4800 HGVC * 25 = 120000 / 37500 (hh per night if staying 7 nights at 25% discount) = 3.2 days (assuming you have enough to stay for 7 nights).

Best available rate (picking may 24th 2013)  $654 per night / 37500 = $0.017 per hilton honors point or $654 / 1500 HGVC = $0.436 per HGVC point which is more than the Maintenance Fees of most if not all HGVC resorts.

Baron


----------



## Talent312 (Sep 18, 2012)

Regardless of the math... 
-- Get the number of HH points needed by signing onto HH website.
-- It will "see" your VIP status and apply discounts for 4N or more.

*To use your HGVC points, you have two choices*:

1. Covert next year's points to HHonors. You can do this online.
-- The conversion rate is 1 HGVC = 25 HH points.
-- The HH points post to your HH account in the first week of January.
-- Augment your HH account w- a Hilton CC from Am-Ex or CitiBank.

B. Book directly with this year's points with a call to HGVC.
-- HGVC books the stay as if it were a HHonors reservation.
-- The effective conversion rate is lower -- 1 HGVC - 20 HH points.


----------



## skibikegokf (Sep 19, 2012)

Barond,

Thanks for the information and helping me see how it is done.
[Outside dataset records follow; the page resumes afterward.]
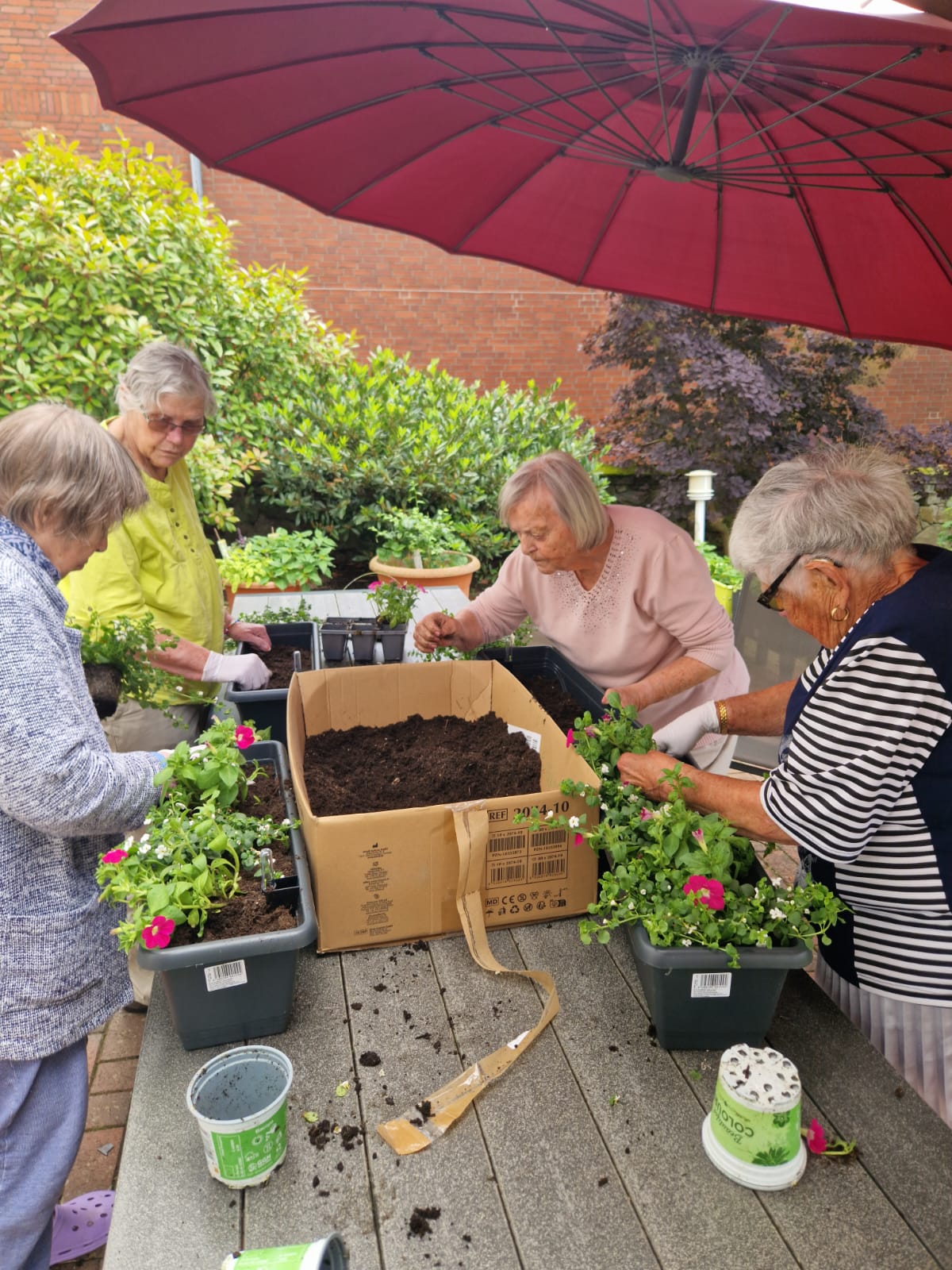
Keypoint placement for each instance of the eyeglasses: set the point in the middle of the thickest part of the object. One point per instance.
(768, 597)
(163, 423)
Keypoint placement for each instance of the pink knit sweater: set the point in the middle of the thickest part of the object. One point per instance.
(653, 603)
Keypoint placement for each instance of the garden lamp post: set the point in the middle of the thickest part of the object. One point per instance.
(700, 492)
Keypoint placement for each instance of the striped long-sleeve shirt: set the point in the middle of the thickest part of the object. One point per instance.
(865, 787)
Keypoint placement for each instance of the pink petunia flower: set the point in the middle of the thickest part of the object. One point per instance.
(706, 891)
(158, 933)
(816, 1138)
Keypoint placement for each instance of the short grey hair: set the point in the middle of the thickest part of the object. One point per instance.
(850, 503)
(573, 492)
(54, 459)
(162, 368)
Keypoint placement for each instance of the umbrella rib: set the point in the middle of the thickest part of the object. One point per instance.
(739, 80)
(823, 101)
(806, 216)
(592, 80)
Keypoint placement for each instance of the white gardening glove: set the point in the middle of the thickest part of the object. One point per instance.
(248, 671)
(683, 733)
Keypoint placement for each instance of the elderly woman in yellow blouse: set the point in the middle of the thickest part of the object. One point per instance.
(159, 562)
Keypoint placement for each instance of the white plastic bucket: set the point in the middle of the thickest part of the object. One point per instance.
(239, 1100)
(752, 1132)
(328, 1254)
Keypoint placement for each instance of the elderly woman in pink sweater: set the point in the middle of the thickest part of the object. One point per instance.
(620, 591)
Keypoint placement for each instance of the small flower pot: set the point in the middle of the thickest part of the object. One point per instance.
(393, 641)
(334, 634)
(363, 637)
(103, 683)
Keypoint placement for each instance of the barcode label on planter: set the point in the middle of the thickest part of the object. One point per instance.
(716, 984)
(228, 975)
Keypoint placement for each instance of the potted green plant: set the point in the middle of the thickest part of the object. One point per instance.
(393, 603)
(113, 653)
(201, 849)
(281, 560)
(727, 579)
(424, 549)
(712, 935)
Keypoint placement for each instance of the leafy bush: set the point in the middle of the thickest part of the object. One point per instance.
(384, 436)
(99, 257)
(734, 394)
(286, 559)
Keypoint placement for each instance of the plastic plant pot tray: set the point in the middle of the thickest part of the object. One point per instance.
(268, 708)
(526, 664)
(241, 988)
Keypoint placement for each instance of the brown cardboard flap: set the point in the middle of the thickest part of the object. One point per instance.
(447, 1104)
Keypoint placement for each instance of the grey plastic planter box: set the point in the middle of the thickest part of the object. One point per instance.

In you example, you show it takes 37,500 HH points per night, which is a 25% discount for 50,000 HH points.

How did you determine it took 50,000 HH points per night?

I've gone on the www.hiltonhhonors.com web site, but I only see the cost per night in polynesian francs, eventhough I selected the check box for displaying HH points.

??


----------



## tugger2020 (Sep 19, 2012)

skibikegokf said:


> Barond,
> 
> Thanks for the information and helping me see how it is done.
> 
> ...



I ran into the same problem you had.  Look in the left hand side of the page and scroll down a bit.  You should see a drop down menu that let's you switch to USD.


----------



## barond (Sep 19, 2012)

skibikegokf said:


> Barond,
> 
> Thanks for the information and helping me see how it is done.
> 
> ...



Hilton Bora Bora is a rewards category 7 which is 50,000 HH per night, but they also have to have a room available that is considered a standard room to see it online.  Also to see the discount you have to of logged into your hilton honors account.  Make sure to click Use Hilton Honors once you search for a date.  Sometimes the form from the main page for the hotel doesn't work.  I had to reclick the use hilton honors once I searched the time I checked.

Baron


----------